Nous avons proposé à Valentine Umansky de s’entretenir avec Karl Ohiri sur son projet des Lagos Studio Archives, qui interroge la notion de mémoire matérielle et immatérielle à travers la photo de studio et son évolution…

Comment ce projet spécifique consacré aux archives photographiques nigérianes fait-il écho à votre propre pratique photographique, Karl ?




Le projet des Lagos Studio Archives semble être une progression naturelle et découle des interactions permanentes que j’entretiens avec Lagos, ce lieu que j’appelle encore mon chez-moi. En tant qu’artiste anglo-nigérian, citoyen de ces deux pays, j’ai souvent exploré les différences et les similitudes entre ces deux pays au sein de mon travail. Etant né au Royaume-Uni mais voyageant fréquemment au Nigéria depuis mon enfance, mes racines et mon héritage familial ne m’ont pas quitté.

Ces visites régulières m’ont permis de produire un travail qui reflète de façon critique certains des problèmes auxquels nous sommes confrontés aujourd’hui en tant que Nigérians, tels que la préservation de notre patrimoine culturel. Je pense que c’est un domaine de notre culture qui est souvent sous-estimé. J’essaie donc de promouvoir ces idées par mes projets artistiques. C’est flagrant dans My Granddad’s Car (La voiture de mon grand-père), un projet que j’ai mené en collaboration avec un ami, durant cinq ans, et qui nous a permis de retourner dans nos pays d’origine respectifs et d’exporter les voitures de nos grands-pères vers le Royaume-Uni.

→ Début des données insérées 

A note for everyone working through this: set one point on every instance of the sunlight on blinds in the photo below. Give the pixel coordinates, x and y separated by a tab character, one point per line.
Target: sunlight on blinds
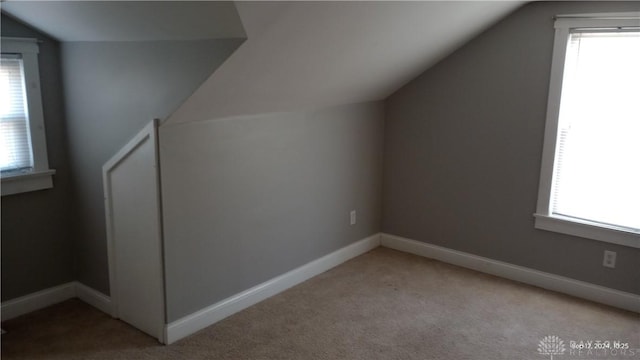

J’ai été intrigué par les réactions des habitants de chaque pays à l’égard de ce projet. La plupart des gens que j’ai rencontrés au Nigeria étaient perplexes et estimaient que je perdais mon temps et mon énergie à exporter une voiture rouillée vers le Royaume-Uni, tandis que la plupart des Britanniques célébraient l’ambition du projet et en appréciaient le potentiel artistique.

Alors que la voiture franchissait les frontières de mes deux foyers, j’ai commencé à réfléchir à la nature subjective de la notion de « valeur ».

Mon dernier projet (Lagos Studio Archives) a le même point de départ. Il examine un ou plusieurs objets mis au rebut – dans ce cas des archives photographiques – et tente d’en montrer l’importance : de leur redonner vie, les réinsérer dans l’espace culturel, par le franchissement des frontières et la remise en question de la valeur qui leur est attribuée.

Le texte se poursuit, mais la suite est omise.